Harvest Chicken Salad
Recipe courtesy of therealfooddietitians.com
Ingredients
For The Salad:
- 2 teaspoons avocado oil, divided
- 1 medium sweet potato, peeled and diced into 1-inch pieces (~2 cups)
- 1 small red onion, diced (~1 cup)
- ¼ teaspoon fine salt
- ¼ teaspoon black pepper
- 1 lb raw chicken breast, cubed
- 4 large handfuls fresh spinach (5 ounces)
- ½ cup dried cranberries
- 1 medium apple, diced (about 1 cup)
- ½ cup chopped walnuts or pecans, toasted
For The Creamy Maple Dijon Dressing:
- ¼ cup mayo
- 3 tablespoons avocado oil
- 3 tablespoons pure maple syrup
- 1 tablespoon dijon mustard
- 1 teaspoon apple cider vinegar
- ¼ teaspoon fine salt
- ¼ teaspoon black pepper
Instructions
- Preheat the oven to 375°F.
- To a baking sheet add the diced sweet potato and red onion. Drizzle with 1 teaspoon avocado oil, salt and pepper. Toss to evenly coat, spread out evenly on pan and bake for 15-18 minutes.
- While sweet potatoes are baking, place a skillet over medium-high heat. Add remaining 1 teaspoon avocado oil, swirl to coat the bottom of the skillet, then add the cubed chicken. Cook for 3-4 minutes on each side or until the internal temperature reaches 165°F. Remove from heat and set aside.

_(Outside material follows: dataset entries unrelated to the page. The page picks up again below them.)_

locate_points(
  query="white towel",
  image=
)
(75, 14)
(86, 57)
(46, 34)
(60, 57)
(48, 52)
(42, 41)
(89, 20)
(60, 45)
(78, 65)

- In a small jar or bowl add all dressing ingredients, whisking until well combined. Set aside.
- In a large mixing bowl, add the fresh spinach, dried cranberries, diced apple and chopped walnuts.
- Remove the baking sheet from the oven, allow to cool for 5-10 minutes.
- Add the cooked chicken to the mixing bowl, add the roasted sweet potatoes and onions to the mixing bowl. Drizzle the dressing over top and toss gently to evenly coat all ingredients.
- Serve immediately. Store leftovers in an airtight container in the fridge for up to 3 days.